PfPC Provides Neutral Forum for South Caucasus Conflict Resolution Featured

Participants at the Partnership for Peace Consortium’s Regional Security in the South Caucasus Study Group discuss the way forward for regional conflict resolution Nov. 7 at the Austrian National Defense Academy in Reichenau, Austria. (Courtesy photo by Benedikt Hensellek)
Participants at the Partnership for Peace Consortium’s Regional Security in the South Caucasus Study Group discuss the way forward for regional conflict resolution Nov. 7 at the Austrian National Defense Academy in Reichenau, Austria. (Courtesy photo by Benedikt Hensellek)
REICHENAU, Austria (Nov. 18, 2014) –The Partnership for Peace Consortium’s Regional Security in the South Caucasus Study Group convened a multinational forum on Austria’s neutral ground, providing a constructive atmosphere for open dialogue Nov. 6 to 8 here.
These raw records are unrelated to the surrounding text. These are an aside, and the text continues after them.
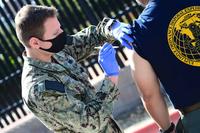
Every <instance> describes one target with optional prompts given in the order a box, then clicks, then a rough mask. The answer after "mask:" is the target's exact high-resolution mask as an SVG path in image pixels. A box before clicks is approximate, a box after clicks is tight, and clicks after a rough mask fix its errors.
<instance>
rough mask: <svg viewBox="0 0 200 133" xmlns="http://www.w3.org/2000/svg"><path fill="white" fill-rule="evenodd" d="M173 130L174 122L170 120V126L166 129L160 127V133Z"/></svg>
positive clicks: (170, 131)
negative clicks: (172, 121)
mask: <svg viewBox="0 0 200 133" xmlns="http://www.w3.org/2000/svg"><path fill="white" fill-rule="evenodd" d="M174 130H175V124H174V123H173V122H171V124H170V127H169V128H168V129H166V130H163V129H160V133H172V132H173V131H174Z"/></svg>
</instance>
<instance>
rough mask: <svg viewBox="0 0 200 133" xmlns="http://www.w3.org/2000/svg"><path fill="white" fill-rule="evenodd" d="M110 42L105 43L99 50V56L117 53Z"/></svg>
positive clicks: (105, 55)
mask: <svg viewBox="0 0 200 133" xmlns="http://www.w3.org/2000/svg"><path fill="white" fill-rule="evenodd" d="M107 44H108V43H106V44H104V45H103V47H102V49H101V50H100V51H99V56H101V57H106V56H109V55H112V54H114V53H115V49H114V48H113V47H112V45H111V44H109V45H107Z"/></svg>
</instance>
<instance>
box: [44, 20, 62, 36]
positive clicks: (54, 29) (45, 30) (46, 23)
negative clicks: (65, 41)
mask: <svg viewBox="0 0 200 133" xmlns="http://www.w3.org/2000/svg"><path fill="white" fill-rule="evenodd" d="M59 28H60V22H59V21H58V19H57V17H50V18H47V19H46V21H45V22H44V31H45V33H49V34H52V33H54V32H55V31H56V30H57V29H59Z"/></svg>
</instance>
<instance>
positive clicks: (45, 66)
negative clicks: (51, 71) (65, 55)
mask: <svg viewBox="0 0 200 133" xmlns="http://www.w3.org/2000/svg"><path fill="white" fill-rule="evenodd" d="M22 56H23V59H24V64H28V65H31V66H34V67H37V68H40V69H44V70H48V71H58V72H61V71H64V70H65V68H64V67H62V66H61V65H60V64H57V63H53V62H44V61H41V60H38V59H34V58H30V57H27V56H26V52H25V51H24V52H23V54H22ZM56 61H58V60H57V59H56ZM58 62H60V61H58Z"/></svg>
Hosted by Austria’s National Defense Academy, participants discussed the way forward to break the deadlock in conflicts in the South Caucasus.
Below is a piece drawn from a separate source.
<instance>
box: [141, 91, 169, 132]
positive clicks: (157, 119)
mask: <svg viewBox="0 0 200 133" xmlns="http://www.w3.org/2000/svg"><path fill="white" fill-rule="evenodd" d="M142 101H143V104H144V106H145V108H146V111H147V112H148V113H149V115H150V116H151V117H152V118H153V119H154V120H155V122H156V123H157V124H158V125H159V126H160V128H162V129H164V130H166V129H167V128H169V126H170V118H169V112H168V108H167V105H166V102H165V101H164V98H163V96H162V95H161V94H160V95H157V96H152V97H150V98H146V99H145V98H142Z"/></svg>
Prominent conflicts include the territorial disputes between Georgia and the breakaway regions of Abkhazia and South Ossetia, and between Azerbaijan and Armenia over the Nagorno Karabakh region.

The discussions, benefited from the diversity of participants, with government and academic representatives from Georgia, Azerbaijan, Armenia, Turkey, Ukraine and Russia – as well as from disputed territories. The open atmosphere enabled a candid dialogue on the nature of unresolved conflicts in the South Caucasus.
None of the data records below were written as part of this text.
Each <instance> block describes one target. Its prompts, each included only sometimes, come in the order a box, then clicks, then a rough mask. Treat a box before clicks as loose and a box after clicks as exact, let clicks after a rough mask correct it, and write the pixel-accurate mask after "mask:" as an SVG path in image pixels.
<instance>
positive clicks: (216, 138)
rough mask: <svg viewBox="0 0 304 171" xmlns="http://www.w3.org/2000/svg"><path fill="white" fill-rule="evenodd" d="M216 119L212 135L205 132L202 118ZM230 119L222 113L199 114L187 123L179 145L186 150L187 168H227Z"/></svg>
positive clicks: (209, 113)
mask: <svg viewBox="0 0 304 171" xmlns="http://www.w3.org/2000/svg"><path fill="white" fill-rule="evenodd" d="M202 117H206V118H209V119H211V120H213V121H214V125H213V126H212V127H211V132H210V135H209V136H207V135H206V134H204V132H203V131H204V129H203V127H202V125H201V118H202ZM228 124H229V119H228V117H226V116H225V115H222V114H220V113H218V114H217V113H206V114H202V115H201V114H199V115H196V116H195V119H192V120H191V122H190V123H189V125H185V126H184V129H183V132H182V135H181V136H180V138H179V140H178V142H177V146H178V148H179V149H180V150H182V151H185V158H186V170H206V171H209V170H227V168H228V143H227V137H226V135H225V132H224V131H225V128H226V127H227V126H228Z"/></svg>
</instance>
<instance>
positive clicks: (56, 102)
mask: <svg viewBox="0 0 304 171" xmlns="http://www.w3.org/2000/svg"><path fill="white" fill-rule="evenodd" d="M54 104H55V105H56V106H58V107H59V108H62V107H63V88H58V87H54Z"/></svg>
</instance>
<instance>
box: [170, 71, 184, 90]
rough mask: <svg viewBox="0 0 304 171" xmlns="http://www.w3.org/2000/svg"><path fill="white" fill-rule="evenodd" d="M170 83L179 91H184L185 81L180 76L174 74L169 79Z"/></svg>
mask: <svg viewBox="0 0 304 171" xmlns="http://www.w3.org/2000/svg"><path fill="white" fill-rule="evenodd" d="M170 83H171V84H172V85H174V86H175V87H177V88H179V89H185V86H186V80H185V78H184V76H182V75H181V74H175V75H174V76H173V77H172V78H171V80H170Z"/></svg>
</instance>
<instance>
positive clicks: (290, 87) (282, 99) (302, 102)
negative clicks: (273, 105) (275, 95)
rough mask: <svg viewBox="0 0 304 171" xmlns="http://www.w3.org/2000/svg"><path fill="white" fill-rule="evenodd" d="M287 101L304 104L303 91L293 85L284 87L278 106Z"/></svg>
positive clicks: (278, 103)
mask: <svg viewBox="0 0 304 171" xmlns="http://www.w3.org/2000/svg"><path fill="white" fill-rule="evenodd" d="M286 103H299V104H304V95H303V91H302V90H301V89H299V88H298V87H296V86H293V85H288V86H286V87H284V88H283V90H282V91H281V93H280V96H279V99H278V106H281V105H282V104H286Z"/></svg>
Frederic Labarre, the group’s chairperson, noted that the neutral setting “promoted rapprochement at the working level between conflicting parties.” Openly expressing one another’s grievances and viewpoints, the participants reconsidered status quo negotiation stances, which to date have resulted in deadlock.

The group focused on three central questions:

  1. What does the expanding role of the Eurasian Union imply for breakaway regions and the region as a whole?
  2. Do the EU and the Eurasian Union force “sides” or can both unions play complimentary roles, thereby, moving beyond an “east versus west” mindset and towards an “east and west” view?
  3. What degree of sovereignty is acceptable for a disputed region to be recognized by the international community?

Recent events in Ukraine, including the separation of Crimea and the ongoing crisis in Eastern Ukraine, provided additional contextual relevance for the discussions, as participants compared conflicts in Ukraine and the South Caucasus.

Based on the workshop findings, the group will provide recommendations to South Caucasian capitals, OSCE’s Minsk Group, NATO, EU, UN, as well as, nations involved in the resolution of the conflicts discussed.